Choi SH, Byun Y, Lee G - J. Korean Med. Sci. (2009)

Bottom Line: These all peaked within 12 hr post injection and they tended to decrease thereafter.In conclusion, CP reduced the expression of UPs.The reduction of the UPs mRNA and protein was time dependent, and this peaked within 12 hr after CP injection.

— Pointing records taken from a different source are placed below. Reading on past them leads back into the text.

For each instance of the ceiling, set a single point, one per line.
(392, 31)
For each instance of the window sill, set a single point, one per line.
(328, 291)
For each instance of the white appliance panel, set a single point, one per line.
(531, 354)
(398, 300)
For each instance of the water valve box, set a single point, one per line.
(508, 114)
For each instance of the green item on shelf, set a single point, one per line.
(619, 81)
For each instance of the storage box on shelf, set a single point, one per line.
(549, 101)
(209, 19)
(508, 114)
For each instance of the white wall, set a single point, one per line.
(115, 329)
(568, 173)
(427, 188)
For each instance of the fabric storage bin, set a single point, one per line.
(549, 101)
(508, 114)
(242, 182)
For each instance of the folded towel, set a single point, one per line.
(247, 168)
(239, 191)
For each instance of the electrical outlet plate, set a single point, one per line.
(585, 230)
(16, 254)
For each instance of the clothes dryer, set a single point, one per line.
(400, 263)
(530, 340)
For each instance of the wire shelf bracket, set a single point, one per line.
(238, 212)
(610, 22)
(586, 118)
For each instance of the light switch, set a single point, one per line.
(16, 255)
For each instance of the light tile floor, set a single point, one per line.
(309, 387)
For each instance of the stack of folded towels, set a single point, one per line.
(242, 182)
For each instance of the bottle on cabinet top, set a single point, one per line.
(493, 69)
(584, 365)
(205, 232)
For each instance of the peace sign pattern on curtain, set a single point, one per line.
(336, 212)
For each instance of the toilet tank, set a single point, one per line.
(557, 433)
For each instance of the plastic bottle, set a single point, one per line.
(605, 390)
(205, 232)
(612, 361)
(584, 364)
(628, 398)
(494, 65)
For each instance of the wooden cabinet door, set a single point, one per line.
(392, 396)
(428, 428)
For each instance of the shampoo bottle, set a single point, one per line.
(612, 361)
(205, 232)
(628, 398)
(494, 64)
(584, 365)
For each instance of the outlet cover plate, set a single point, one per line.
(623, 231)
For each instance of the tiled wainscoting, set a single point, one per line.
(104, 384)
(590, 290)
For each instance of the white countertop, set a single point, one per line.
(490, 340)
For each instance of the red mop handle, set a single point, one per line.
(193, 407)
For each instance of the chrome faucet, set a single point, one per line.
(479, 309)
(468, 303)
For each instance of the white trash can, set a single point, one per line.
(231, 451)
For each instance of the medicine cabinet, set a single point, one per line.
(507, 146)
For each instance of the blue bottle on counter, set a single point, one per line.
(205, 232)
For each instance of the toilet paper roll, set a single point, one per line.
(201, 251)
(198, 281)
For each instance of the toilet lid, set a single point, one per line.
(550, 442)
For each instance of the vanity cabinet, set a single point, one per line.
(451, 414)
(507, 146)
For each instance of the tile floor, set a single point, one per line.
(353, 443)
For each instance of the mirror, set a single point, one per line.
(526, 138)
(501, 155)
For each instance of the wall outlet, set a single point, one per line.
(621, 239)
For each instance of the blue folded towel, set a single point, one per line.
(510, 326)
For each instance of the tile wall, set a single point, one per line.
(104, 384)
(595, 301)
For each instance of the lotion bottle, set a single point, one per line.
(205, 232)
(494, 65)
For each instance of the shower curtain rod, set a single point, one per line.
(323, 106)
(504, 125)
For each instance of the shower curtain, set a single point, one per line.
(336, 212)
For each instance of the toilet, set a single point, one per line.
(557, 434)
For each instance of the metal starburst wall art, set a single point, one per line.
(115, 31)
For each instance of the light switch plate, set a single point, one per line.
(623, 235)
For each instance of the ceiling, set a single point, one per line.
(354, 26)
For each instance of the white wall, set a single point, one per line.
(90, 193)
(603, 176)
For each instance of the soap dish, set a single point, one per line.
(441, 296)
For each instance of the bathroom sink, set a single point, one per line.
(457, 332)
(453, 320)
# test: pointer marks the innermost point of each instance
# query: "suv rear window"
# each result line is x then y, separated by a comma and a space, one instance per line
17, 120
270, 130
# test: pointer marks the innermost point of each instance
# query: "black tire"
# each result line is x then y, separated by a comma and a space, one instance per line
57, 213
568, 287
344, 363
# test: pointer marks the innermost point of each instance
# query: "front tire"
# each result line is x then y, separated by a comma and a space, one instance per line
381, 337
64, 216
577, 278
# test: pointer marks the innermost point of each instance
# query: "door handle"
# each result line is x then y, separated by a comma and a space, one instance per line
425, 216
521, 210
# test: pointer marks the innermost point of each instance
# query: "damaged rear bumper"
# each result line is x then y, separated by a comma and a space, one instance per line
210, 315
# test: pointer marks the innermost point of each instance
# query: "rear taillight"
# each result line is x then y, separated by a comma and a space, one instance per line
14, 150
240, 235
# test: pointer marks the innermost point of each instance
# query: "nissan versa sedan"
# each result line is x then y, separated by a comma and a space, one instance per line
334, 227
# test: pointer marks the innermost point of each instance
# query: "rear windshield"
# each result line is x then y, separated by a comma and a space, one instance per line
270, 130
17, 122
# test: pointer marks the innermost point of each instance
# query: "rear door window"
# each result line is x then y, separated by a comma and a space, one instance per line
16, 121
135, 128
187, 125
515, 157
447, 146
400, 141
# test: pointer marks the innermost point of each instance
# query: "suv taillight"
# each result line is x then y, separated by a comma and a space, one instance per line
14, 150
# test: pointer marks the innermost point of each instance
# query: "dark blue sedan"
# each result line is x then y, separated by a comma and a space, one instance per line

View Article: PubMed Central - PubMed

Affiliation: Department of Urology, Dankook University College of Medicine, Cheonan, Korea.

ABSTRACT
Even though uroplakins (UPs) are believed to serve a strong protective barrier against toxic materials, cyclophosphamide (CP) causes extensive cystitis. We investigated the expression of UPs in the urothelium in CP induced mouse cystitis. A total of 27 ICR female mice received a single intraperitoneal injection of 200 mg CP/kg. Nine CP-treated mice and 6 controls were sequentially killed at 12, 24, and 72 hr post injection. Extensive cystitis and an increased vesical weight were seen. These all peaked within 12 hr post injection and they tended to decrease thereafter. The level of all the UPs mRNA, the protein expressions of UP II and III on immunoblotting study, and the expression of UP III on immunolocalization study were maximally suppressed within 12 hr; this partially recovered at 24 hr, and this completely recovered at 72 hr post CP injection. In conclusion, CP reduced the expression of UPs. The reduction of the UPs mRNA and protein was time dependent, and this peaked within 12 hr after CP injection. However, the damage was rapidly repaired within 24 hr. This study demonstrates a dynamic process, an extensive reduction and rapid recovery, for the UPs expression of the mouse urinary bladder after CP injection.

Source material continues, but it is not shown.